2. The Federal Government and associated Regulatory Agencies should immediately prioritize developing 21st century rules and regulations, informed by the scientific community, to enable progress toward elimination of food-borne pathogens/pests, increase shelf life and inhibit sprouting and maturation, while increasing food safety.

3. A virtual national laboratory consortium is needed that can support regulatory, research and development uses and measurement of ionizing radiation to leverage national brick and mortar assets at universities, DoE laboratories, and government laboratories.

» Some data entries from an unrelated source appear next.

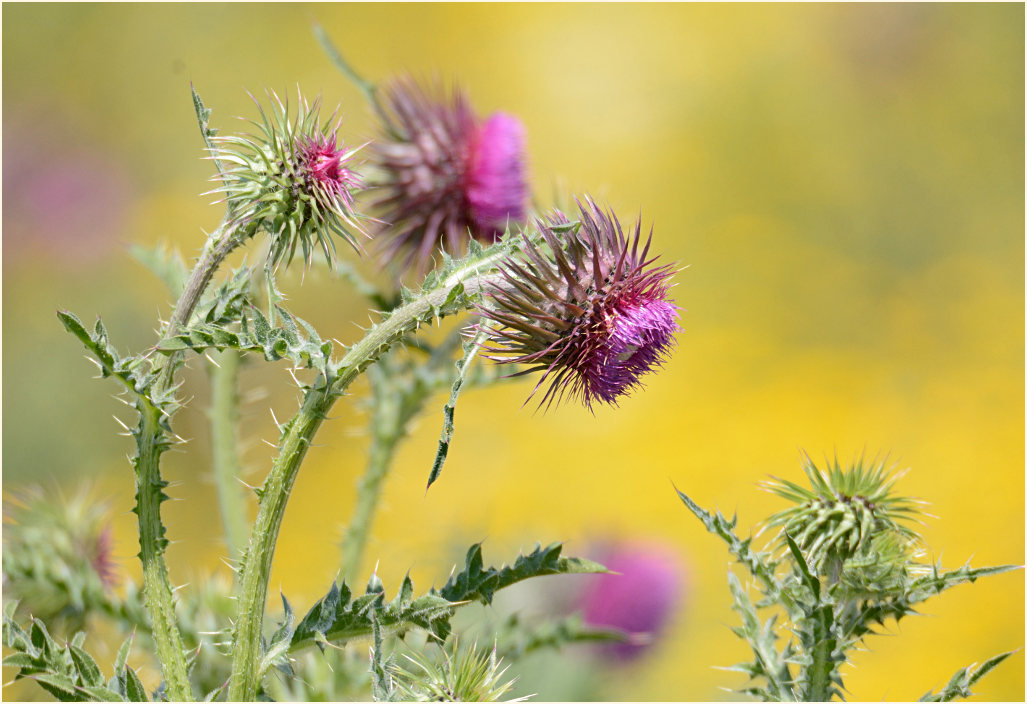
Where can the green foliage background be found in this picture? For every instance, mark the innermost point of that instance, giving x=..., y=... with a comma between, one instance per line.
x=845, y=183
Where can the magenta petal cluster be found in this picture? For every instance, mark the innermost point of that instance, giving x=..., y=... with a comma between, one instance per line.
x=329, y=179
x=590, y=309
x=639, y=598
x=495, y=185
x=446, y=176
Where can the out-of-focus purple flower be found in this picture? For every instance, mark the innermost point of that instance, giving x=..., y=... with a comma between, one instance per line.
x=445, y=175
x=592, y=312
x=63, y=198
x=640, y=599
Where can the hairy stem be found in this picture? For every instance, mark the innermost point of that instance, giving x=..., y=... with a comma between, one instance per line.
x=822, y=667
x=156, y=585
x=224, y=419
x=386, y=429
x=297, y=436
x=152, y=440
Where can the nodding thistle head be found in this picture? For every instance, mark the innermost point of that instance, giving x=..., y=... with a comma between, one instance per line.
x=445, y=175
x=591, y=311
x=847, y=520
x=293, y=180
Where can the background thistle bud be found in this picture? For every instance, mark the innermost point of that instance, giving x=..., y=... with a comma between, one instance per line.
x=592, y=313
x=445, y=174
x=293, y=180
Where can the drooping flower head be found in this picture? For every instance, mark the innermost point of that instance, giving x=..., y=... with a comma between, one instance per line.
x=293, y=180
x=592, y=312
x=445, y=174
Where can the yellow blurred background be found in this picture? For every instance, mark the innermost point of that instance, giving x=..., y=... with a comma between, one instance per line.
x=845, y=184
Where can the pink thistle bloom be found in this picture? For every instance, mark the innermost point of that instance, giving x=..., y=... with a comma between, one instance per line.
x=592, y=313
x=639, y=599
x=329, y=178
x=446, y=175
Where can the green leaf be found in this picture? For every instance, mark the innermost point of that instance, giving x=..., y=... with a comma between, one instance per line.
x=462, y=366
x=336, y=619
x=88, y=671
x=135, y=691
x=62, y=688
x=102, y=694
x=474, y=584
x=958, y=686
x=23, y=660
x=759, y=564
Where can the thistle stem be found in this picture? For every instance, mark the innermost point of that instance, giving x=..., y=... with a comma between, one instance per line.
x=386, y=428
x=297, y=437
x=152, y=440
x=224, y=418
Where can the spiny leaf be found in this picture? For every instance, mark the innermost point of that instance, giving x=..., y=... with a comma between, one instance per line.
x=336, y=619
x=462, y=366
x=958, y=686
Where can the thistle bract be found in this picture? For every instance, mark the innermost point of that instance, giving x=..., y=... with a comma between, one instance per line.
x=446, y=176
x=590, y=310
x=293, y=180
x=848, y=517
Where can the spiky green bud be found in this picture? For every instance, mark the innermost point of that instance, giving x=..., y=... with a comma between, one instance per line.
x=292, y=181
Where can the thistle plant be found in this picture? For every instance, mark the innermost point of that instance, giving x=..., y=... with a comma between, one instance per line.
x=292, y=186
x=845, y=560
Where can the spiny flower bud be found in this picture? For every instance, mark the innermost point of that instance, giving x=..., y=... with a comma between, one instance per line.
x=592, y=312
x=292, y=180
x=638, y=596
x=445, y=174
x=845, y=516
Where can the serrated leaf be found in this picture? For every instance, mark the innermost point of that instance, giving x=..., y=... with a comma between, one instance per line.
x=462, y=366
x=62, y=688
x=958, y=686
x=23, y=660
x=88, y=671
x=135, y=692
x=102, y=694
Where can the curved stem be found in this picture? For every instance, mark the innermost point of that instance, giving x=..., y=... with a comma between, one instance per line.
x=224, y=417
x=386, y=430
x=152, y=440
x=297, y=436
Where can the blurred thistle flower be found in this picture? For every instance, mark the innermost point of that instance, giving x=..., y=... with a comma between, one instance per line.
x=444, y=174
x=592, y=313
x=848, y=517
x=58, y=557
x=293, y=180
x=639, y=599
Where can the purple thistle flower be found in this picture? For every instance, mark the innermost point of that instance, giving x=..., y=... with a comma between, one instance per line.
x=292, y=181
x=639, y=599
x=592, y=313
x=446, y=176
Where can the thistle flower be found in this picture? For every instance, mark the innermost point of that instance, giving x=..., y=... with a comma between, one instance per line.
x=466, y=674
x=445, y=175
x=592, y=313
x=293, y=180
x=638, y=596
x=58, y=557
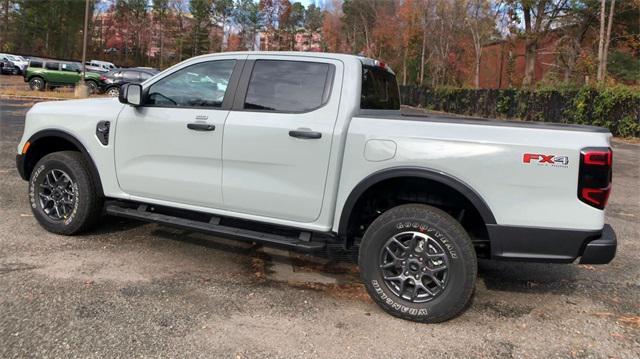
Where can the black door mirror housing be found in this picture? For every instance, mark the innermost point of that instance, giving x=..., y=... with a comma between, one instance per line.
x=131, y=94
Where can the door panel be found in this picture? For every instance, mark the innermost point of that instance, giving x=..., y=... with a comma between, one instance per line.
x=171, y=148
x=267, y=170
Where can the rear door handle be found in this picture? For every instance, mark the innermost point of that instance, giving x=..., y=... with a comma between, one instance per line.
x=201, y=127
x=305, y=134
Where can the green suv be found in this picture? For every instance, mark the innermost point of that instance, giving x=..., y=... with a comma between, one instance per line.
x=52, y=73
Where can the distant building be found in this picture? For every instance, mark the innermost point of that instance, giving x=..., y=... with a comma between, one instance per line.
x=301, y=41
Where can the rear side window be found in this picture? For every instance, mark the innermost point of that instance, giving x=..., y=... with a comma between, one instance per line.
x=288, y=86
x=379, y=89
x=69, y=67
x=52, y=65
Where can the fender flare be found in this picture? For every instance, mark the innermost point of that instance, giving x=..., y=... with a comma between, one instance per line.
x=68, y=137
x=417, y=172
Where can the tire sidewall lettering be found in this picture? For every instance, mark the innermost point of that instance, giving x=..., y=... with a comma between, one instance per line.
x=395, y=305
x=431, y=231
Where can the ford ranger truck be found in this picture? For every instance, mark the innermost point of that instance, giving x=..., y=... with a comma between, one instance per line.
x=309, y=152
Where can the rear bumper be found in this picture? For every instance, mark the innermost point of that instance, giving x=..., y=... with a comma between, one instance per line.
x=20, y=167
x=552, y=245
x=602, y=250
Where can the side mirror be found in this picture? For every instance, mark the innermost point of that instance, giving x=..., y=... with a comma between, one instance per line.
x=131, y=94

4. An independent review panel should be established to evaluate all requests for isotopes that are not now currently available from commercial sources, based on recommendations from CIRMS, the National Academies Nuclear and Radiation Studies Board (NAS NRSB) and the Nuclear Regulatory Commission (NRC).

5. National dialog among NIH, NIST, university, and DoE laboratories is needed to better control the supply of the molybdenum-99 isotope.

6. A coherent long-term funding mechanism must be found to support maintenance of the mathematical modeling codes implementing the effects of ionizing radiation on materials.


Metrology Needs: Each year, each of the subcommittees of the CIRMS Science and Technology Committee prepares a series of Measurement Program Descriptions (MPDs). These emerge through data sharing and focused discussion at CIRMS meetings and workshops. The MPDs offer guidelines for scientific funding agencies, corporations or academic investigators with ties to ionizing radiation about issues which the community feels are relevant today. These represent potential target areas for funding research, where federal regulation may soon change, and where new ideas and rules may propel emerging technologies into new markets. These needs are grouped into the 2011 CIRMS focus areas: 1) medical applications, 2) personnel and environmental radiation protection, 3) homeland security technologies, and 4) industrial applications and materials effects.